The first photosynthetic oxygen-producing organisms on Earth were cyanobacteria. Their evolution dramatically changed the Earth allowing oxygen to accumulate into the atmosphere for the first time and further allowing the evolution of oxygen-utilizing organisms including eukaryotes. Eukaryotes include animals, but also algae, a broad group of photosynthetic oxygen-producing organisms that now dominate photosynthesis in the modern oceans. When, however, did algae begin to occupy marine ecosystems and compete with cyanobacteria as important phototrophic organisms?
In a new study Zhang et al use the molecular remains of ancient algae (so-called biomarkers) to show that algae occupied an important role in marine ecosystems 1400 million years ago, some 600 million years earlier than previously recognized.
The specific biomarkers explored by Zhang et al are a group of sterane molecules derived from sterols that are prominent components of cell membranes in eukaryotic organisms. A particular difficulty in analyzing for ancient steranes is that samples are easily contaminated with steranes from other sources. The sources of contamination range from steranes introduced during the sampling, transport and processing of the samples, to geological contamination of steranes as fluids have flow through the rocks.

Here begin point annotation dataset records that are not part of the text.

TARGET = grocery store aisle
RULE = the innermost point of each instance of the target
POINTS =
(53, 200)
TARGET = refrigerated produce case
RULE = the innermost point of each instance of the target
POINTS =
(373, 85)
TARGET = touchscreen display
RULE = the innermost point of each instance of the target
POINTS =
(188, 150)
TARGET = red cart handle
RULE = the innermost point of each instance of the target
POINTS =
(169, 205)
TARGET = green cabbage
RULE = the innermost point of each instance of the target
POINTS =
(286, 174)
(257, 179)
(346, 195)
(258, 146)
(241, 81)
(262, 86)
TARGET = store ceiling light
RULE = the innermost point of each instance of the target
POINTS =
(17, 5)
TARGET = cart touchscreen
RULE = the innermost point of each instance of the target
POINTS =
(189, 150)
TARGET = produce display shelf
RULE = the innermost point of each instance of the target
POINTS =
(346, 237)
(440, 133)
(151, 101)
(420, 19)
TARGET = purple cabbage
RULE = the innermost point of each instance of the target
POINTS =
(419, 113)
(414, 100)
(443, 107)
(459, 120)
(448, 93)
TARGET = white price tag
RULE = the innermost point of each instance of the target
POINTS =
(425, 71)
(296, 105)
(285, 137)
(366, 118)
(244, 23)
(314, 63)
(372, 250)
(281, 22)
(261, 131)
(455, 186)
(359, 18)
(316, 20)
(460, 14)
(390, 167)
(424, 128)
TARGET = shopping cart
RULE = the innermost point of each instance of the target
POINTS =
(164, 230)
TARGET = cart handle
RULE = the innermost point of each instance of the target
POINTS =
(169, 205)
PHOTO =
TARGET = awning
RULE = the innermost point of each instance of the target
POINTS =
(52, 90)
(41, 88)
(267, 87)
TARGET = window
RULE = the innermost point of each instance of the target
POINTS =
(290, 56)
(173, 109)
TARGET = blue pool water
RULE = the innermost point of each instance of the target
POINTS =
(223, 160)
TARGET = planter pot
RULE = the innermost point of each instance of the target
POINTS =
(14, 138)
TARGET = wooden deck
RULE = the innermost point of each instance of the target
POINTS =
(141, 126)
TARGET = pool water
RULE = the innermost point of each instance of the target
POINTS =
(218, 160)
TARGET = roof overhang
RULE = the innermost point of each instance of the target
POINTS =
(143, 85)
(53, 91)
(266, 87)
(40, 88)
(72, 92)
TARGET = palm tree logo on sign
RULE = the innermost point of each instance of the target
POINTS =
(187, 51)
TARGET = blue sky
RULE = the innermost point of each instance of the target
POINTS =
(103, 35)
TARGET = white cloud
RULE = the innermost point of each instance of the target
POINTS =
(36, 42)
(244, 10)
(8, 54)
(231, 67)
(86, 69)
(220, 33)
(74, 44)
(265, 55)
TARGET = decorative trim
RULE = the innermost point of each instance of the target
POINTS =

Zhang et al carefully controlled for each of the sources of contamination and found, as have others, that no steranes were liberated when using standard protocols to extract biomarkers from such ancient rocks, in this case the 1400 million-year-old Xiamaling Formation in North China.

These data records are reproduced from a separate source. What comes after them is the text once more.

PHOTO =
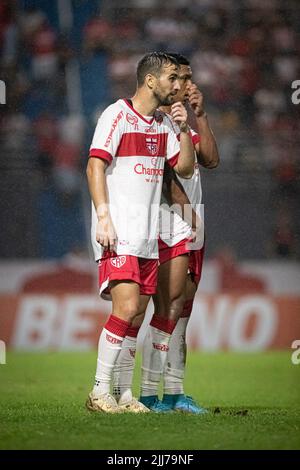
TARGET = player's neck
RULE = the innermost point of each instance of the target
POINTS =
(165, 109)
(143, 104)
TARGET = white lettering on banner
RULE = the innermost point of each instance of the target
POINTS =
(45, 322)
(75, 324)
(35, 323)
(211, 326)
(225, 324)
(265, 312)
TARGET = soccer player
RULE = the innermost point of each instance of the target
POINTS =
(131, 142)
(164, 349)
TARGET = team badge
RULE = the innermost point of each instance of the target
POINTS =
(152, 146)
(118, 262)
(133, 120)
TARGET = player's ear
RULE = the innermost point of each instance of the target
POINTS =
(150, 81)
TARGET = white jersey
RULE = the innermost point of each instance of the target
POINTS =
(173, 228)
(135, 148)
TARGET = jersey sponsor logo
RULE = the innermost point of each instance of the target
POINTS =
(140, 169)
(113, 128)
(150, 130)
(152, 146)
(132, 353)
(133, 120)
(161, 347)
(118, 262)
(158, 117)
(112, 340)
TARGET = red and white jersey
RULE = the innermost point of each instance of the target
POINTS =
(173, 228)
(135, 148)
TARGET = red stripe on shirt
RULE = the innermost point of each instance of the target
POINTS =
(135, 144)
(196, 139)
(173, 161)
(99, 153)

However, Shuichang Zhang, the lead author of the study speculated that "There is some fossil evidence for eukaryotic algae 1400 million years ago, or even earlier, so we wondered whether any steranes in these rocks might be more tightly bound to the kerogens and not easily released during standard biomarker extraction". Therefore, Zhang et al utilized a stepwise heating protocol where samples were slowly heated in gold tubes in 9 steps from 300°C to 490°C. The organic molecules liberated in each of the nine steps were extracted and steranes indicating the presence of both red and green algae were liberated, especially at the higher temperatures.
Zhang continues "Many will be concerned that the steranes we found were a product of some kind of contamination. We were also worried about this, but we ran in parallel samples that have been heated to high temperatures during their geologic history and that, therefore, contained no biomarkers. We found no steranes in these. This means that our protocols were clean, and we are therefore confident that the steranes we found were indigenous to the rock".

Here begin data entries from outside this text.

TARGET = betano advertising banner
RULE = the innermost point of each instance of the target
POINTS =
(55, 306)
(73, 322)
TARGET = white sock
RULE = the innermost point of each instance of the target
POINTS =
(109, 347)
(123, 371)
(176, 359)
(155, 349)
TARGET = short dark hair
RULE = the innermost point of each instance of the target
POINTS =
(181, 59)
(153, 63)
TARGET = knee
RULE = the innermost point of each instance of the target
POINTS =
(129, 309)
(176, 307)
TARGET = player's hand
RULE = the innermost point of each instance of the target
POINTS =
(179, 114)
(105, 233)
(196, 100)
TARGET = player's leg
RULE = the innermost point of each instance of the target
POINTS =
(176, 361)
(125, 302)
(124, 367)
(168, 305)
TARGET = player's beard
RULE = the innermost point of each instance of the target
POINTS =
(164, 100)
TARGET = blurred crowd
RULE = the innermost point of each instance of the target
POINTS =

It's still not completely clear why the steranes were so tightly bound to the kerogen and not released during standard protocols. But, the findings of Zhang et al. show that both green and red algal groups were present in marine ecosystems by 1400 million years ago. This is 600 million years earlier than evident from previous biomarker studies. This work shows that the red and green algal lineages had certainly evolved by 1400 million years ago, and this should be a useful constraint in timing the overall history of eukaryote evolution. This work also shows that at least some ancient marine ecosystems functioned more similarly to modern ecosystems than previously thought, at least with respect to the types of photosynthetic organisms producing organic matter. This means furthermore that there was sufficient nutrients and oxygen available to drive the presence of algae-containing ecosystems.
Professor Don Canfield, Nordic Center for Earth Evolution, University of Southern Denmark, a co-author on the study adds: "We hope that our study will inspire others to utilize similar techniques to better unravel the full history of eukaryote evolution through geologic time".